Analysis of EV formation in C. deuterogattii. EVs produced by wild-type (A), Past1 (B), and Past2 (C) cells were characterized by TEM (upper panels) and NTA (lower panels). EVs from all strains, in general, manifested similar properties. (D) Quantification of EVs produced by each strain revealed a significantly reduced number of vesicles produced by mutant cells, in comparison to the WT strain (****P  <  0.0001; ***P  =  0.002). EV production was smaller in the Past2 mutant than in the Past1 strain (**P  =  0.0036). (E) Measurement of urease activity in the three strains revealed that the mutants had a lower ability to hydrolyze urea (****P  <  0.0001).

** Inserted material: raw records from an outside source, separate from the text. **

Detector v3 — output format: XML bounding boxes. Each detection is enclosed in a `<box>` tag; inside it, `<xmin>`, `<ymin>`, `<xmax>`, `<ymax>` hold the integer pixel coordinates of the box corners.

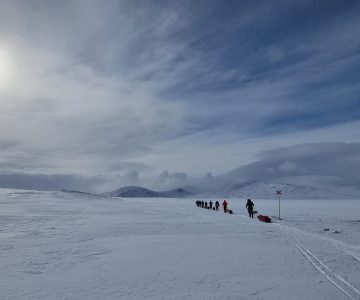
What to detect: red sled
<box><xmin>258</xmin><ymin>215</ymin><xmax>271</xmax><ymax>223</ymax></box>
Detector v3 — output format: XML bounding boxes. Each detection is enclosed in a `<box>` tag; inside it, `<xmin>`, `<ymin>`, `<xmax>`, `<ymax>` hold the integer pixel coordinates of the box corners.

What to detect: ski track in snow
<box><xmin>276</xmin><ymin>224</ymin><xmax>360</xmax><ymax>300</ymax></box>
<box><xmin>0</xmin><ymin>191</ymin><xmax>360</xmax><ymax>300</ymax></box>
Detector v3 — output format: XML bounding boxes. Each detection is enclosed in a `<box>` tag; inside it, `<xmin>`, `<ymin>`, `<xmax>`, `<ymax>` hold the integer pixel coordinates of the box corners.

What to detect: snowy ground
<box><xmin>0</xmin><ymin>190</ymin><xmax>360</xmax><ymax>300</ymax></box>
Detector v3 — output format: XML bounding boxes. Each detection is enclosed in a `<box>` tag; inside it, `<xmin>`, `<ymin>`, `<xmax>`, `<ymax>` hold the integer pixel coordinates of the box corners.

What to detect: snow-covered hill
<box><xmin>198</xmin><ymin>175</ymin><xmax>360</xmax><ymax>200</ymax></box>
<box><xmin>0</xmin><ymin>189</ymin><xmax>360</xmax><ymax>300</ymax></box>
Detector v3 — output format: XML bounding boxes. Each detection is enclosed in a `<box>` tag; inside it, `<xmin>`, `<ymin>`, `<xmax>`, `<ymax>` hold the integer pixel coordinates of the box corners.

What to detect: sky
<box><xmin>0</xmin><ymin>0</ymin><xmax>360</xmax><ymax>192</ymax></box>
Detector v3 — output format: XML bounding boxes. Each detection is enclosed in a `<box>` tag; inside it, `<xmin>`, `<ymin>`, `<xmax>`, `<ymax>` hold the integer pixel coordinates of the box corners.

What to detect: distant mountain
<box><xmin>198</xmin><ymin>175</ymin><xmax>360</xmax><ymax>199</ymax></box>
<box><xmin>107</xmin><ymin>186</ymin><xmax>192</xmax><ymax>198</ymax></box>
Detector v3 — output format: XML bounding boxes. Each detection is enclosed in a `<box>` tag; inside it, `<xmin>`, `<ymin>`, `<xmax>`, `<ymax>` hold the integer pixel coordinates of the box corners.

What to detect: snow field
<box><xmin>0</xmin><ymin>190</ymin><xmax>360</xmax><ymax>299</ymax></box>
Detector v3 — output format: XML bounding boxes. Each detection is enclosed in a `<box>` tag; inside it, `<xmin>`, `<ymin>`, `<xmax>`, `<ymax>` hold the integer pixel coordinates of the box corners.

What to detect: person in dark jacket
<box><xmin>245</xmin><ymin>199</ymin><xmax>255</xmax><ymax>218</ymax></box>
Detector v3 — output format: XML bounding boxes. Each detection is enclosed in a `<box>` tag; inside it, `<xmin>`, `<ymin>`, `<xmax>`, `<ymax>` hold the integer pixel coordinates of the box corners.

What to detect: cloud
<box><xmin>0</xmin><ymin>0</ymin><xmax>360</xmax><ymax>190</ymax></box>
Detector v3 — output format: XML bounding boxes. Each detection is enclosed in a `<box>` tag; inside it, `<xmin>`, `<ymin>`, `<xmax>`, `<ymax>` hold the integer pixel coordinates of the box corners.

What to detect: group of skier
<box><xmin>195</xmin><ymin>199</ymin><xmax>255</xmax><ymax>218</ymax></box>
<box><xmin>196</xmin><ymin>200</ymin><xmax>220</xmax><ymax>210</ymax></box>
<box><xmin>195</xmin><ymin>200</ymin><xmax>232</xmax><ymax>214</ymax></box>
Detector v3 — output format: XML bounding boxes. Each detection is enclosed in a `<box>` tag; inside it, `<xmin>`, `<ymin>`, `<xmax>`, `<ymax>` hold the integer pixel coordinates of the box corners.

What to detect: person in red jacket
<box><xmin>222</xmin><ymin>200</ymin><xmax>227</xmax><ymax>213</ymax></box>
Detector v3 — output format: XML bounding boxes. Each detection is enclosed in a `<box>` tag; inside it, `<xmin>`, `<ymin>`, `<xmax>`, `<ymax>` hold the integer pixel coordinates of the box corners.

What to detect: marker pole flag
<box><xmin>276</xmin><ymin>191</ymin><xmax>282</xmax><ymax>220</ymax></box>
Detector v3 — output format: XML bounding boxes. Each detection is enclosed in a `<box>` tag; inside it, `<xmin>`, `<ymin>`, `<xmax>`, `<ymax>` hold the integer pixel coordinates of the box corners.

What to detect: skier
<box><xmin>222</xmin><ymin>200</ymin><xmax>227</xmax><ymax>213</ymax></box>
<box><xmin>245</xmin><ymin>199</ymin><xmax>255</xmax><ymax>218</ymax></box>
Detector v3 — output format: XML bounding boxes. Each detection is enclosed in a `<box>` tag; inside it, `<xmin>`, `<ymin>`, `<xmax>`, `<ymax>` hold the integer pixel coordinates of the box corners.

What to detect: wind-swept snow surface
<box><xmin>0</xmin><ymin>190</ymin><xmax>360</xmax><ymax>300</ymax></box>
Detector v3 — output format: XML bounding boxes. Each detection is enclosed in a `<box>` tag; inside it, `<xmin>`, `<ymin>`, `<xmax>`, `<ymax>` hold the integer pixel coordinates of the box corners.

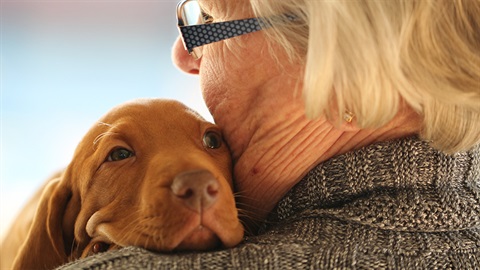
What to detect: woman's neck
<box><xmin>226</xmin><ymin>103</ymin><xmax>419</xmax><ymax>232</ymax></box>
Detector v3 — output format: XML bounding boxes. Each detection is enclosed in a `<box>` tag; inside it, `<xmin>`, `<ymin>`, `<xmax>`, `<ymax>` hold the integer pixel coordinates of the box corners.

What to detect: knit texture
<box><xmin>61</xmin><ymin>137</ymin><xmax>480</xmax><ymax>269</ymax></box>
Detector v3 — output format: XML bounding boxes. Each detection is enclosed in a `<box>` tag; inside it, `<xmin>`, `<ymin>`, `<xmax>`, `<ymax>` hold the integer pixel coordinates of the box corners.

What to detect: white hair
<box><xmin>250</xmin><ymin>0</ymin><xmax>480</xmax><ymax>153</ymax></box>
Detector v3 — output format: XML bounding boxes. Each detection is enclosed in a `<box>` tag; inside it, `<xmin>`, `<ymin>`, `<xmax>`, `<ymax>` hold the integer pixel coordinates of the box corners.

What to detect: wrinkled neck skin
<box><xmin>216</xmin><ymin>84</ymin><xmax>420</xmax><ymax>232</ymax></box>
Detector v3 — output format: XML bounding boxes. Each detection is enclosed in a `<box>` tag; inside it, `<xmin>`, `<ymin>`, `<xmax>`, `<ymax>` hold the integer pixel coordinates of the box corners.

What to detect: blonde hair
<box><xmin>250</xmin><ymin>0</ymin><xmax>480</xmax><ymax>153</ymax></box>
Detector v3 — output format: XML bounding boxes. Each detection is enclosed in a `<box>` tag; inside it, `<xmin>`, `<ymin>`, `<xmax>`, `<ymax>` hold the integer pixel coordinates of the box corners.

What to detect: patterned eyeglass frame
<box><xmin>177</xmin><ymin>0</ymin><xmax>269</xmax><ymax>59</ymax></box>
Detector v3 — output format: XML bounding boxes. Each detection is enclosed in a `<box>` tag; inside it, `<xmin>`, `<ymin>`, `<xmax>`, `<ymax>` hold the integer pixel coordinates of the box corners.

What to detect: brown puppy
<box><xmin>8</xmin><ymin>99</ymin><xmax>243</xmax><ymax>269</ymax></box>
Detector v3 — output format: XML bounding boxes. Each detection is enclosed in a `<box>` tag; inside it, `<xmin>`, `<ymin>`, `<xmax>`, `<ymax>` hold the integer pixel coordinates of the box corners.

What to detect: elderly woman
<box><xmin>65</xmin><ymin>0</ymin><xmax>480</xmax><ymax>269</ymax></box>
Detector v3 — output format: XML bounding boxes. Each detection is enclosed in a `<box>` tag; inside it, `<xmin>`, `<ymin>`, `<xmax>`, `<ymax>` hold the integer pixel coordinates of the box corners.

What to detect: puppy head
<box><xmin>15</xmin><ymin>99</ymin><xmax>243</xmax><ymax>270</ymax></box>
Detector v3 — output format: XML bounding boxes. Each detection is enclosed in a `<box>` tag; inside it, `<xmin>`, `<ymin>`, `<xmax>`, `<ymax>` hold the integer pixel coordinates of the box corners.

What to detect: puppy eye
<box><xmin>203</xmin><ymin>131</ymin><xmax>222</xmax><ymax>149</ymax></box>
<box><xmin>107</xmin><ymin>147</ymin><xmax>133</xmax><ymax>161</ymax></box>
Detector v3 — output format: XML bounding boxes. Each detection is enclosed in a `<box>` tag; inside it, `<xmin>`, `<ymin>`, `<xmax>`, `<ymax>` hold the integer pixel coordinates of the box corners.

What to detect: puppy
<box><xmin>5</xmin><ymin>99</ymin><xmax>244</xmax><ymax>269</ymax></box>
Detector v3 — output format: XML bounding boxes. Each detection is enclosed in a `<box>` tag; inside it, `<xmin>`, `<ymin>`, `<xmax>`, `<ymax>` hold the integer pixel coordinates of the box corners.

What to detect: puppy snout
<box><xmin>172</xmin><ymin>170</ymin><xmax>219</xmax><ymax>213</ymax></box>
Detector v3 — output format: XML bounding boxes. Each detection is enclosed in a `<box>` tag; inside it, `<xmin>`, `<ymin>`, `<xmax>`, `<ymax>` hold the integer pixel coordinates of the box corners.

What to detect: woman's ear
<box><xmin>13</xmin><ymin>177</ymin><xmax>77</xmax><ymax>269</ymax></box>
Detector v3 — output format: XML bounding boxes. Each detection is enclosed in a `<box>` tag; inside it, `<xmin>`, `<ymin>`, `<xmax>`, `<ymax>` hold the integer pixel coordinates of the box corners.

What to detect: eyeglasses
<box><xmin>177</xmin><ymin>0</ymin><xmax>269</xmax><ymax>59</ymax></box>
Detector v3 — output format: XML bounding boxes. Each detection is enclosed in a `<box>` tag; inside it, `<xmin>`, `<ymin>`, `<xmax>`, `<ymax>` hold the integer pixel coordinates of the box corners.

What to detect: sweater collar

Both mutants manifested similar urease activities (ns, not significant).

Fig 14

Multivariate data analysis of small molecule composition in WT and mutant cells of C. deuterogattii based on liquid chromatography-mass spectrometry (LC-MS) data. (A) PLS-DA of EVs LC-MS data. Each sphere in this analysis represents a single replicate. The elliptical area around the three replicates represents the confident zone of each group. In this analysis, R² and Q² values corresponded to 0.98 and 0.20, respectively, confirming the consistency between the original and cross-validation predicted data. (B) Three metabolites [Phe-Pro, Pyro Glu-Leu, and Cyclo (Tyr-Pro)] were classified as variables important in the projection (VIP) features indicated by PLS-DA. Only VIPs with a coefficient score above 3.0 and P < 0.01 for the permutation test were selected. Their molecular formula [M + H]⁺ and coefficient scores calculated for the PLS-DA model shown in A are listed.

Fig 15

A role for EVs in the ability of C. deuterogattii to kill G. mellonella. All larvae survived after injection with PBS alone, EVs from wild-type (WT) cells, or EVs from the Past2 mutant. Animals infected with the Past2 mutant alone or the mutant in the presence of their own EVs had similar mortality rates (P = 0.5488). In contrast, infection of G. mellonella with the Past2 mutant in the presence of EVs produced by WT cells resulted in higher mortality rates in comparison with all other systems infected with the Past2 mutant of C. deuterogattii (P = 0.0007). Statistical analysis was performed with the Mantel-Cox test.